Monday, July 18, 2011

Spring House

In the days before refrigeration, settlers sought after property that had a spring or was near a spring.  A cool branch was also desirable.  A small house was built up over the spring or branch and a small pool dug where perrishable items such as cheese, butter and eggs were stored to prolong shelf life.  This was called a 'spring house' and was quite significant to household  resources.  In the absence of a spring, the cool waters of a deep well was utilized by lowering the food in an animal bladder or hide that was stitched up.  In areas where there were basements, a room was constructed and lined with mud and straw as a crude insulation where ice was stored throughout the year.  The basements of many houses  also had a cheese room, where they used their excess milk to make cheese and store it.  Butter also was coated with salt on the outside and stored in the basement.  More affluent pioneers had ice houses, insulated in the same manner.  Thomas Jefferson had an ice house.  There was quite a thriving business where northern ice was carved out in the winter, stored and delivered to warmer areas through out the year.  The era of the ice man is quite well remembered by many alive today, especially after there became ice plants where ice was made for the more common ice box of the early 1900s.  The means of making ice was discovered around 1840, but it was not in common practice until much later.  Electricty did not spread to rural areas until the 1930s and after and it was only afterwards that available markets developed for household refrigerators.  I remember, and I was born in 1948, my grandfather having an ice box in his fish camp on Lake Talquin.  He put blocks of ice in the top of the box and it cooled the goods stored below it.  Worked quite well as I remember.

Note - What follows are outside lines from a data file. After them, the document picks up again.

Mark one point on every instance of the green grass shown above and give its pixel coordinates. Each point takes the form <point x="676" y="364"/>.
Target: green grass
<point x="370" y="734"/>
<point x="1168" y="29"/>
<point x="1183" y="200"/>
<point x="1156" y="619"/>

    Meats, poultry and fish were another story.  They were eaten entirely when caught or killed during warmer months.  In the winter, they were kept frozen, or in warmer climates salted and/or smoked.  Hog killings were never held during the summer, only in the winter.  Jerked or dried meats were common.  Game was mostly hunted in winter with more vegetables, fish and chicken used in the warmer months.  Game, especially small game, tend to have a higher infestation of worms and bugs during warm weather that dies off during cold weather and were saved for winter fare.  Eggs were sometimes preserved by pickling with salt and vinegar water but for the most part canning was not practiced other than for pickles, jams and jellies.  Jams and jellies were sealed off with wax, about 1/4 inch thick.  Pickles were stored in crocks with heavy lids.  Cannning and the Mason jar are relics of the 1900s,as are the era of frozen foods.  Freeze dried, dehydration and other packaging have come later.

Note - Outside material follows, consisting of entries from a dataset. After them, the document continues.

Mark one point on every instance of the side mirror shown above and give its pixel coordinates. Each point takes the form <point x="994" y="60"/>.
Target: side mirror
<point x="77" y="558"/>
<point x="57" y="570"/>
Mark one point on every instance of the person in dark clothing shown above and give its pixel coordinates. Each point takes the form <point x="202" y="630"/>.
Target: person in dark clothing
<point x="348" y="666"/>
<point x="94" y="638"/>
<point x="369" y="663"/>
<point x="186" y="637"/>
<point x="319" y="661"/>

     Some vegetables, especially root vegetables, can be stored for longer periods in basements, in sand pits or straw beds; grains store also.  Better methods of storing grains have now been developed.  Mylar bags and oxygen depletion packets store grains for many years without the danger of bug infestation and is easy to accomplish with a hot iron seal at home.  I have never tried this, but I understand that a watermelon buried in the summer several feet deep in fairly dry sand can be dug up and eaten for Thanksgiving and will be perfectly ripe; certainly chilled in a spring house would taste much better.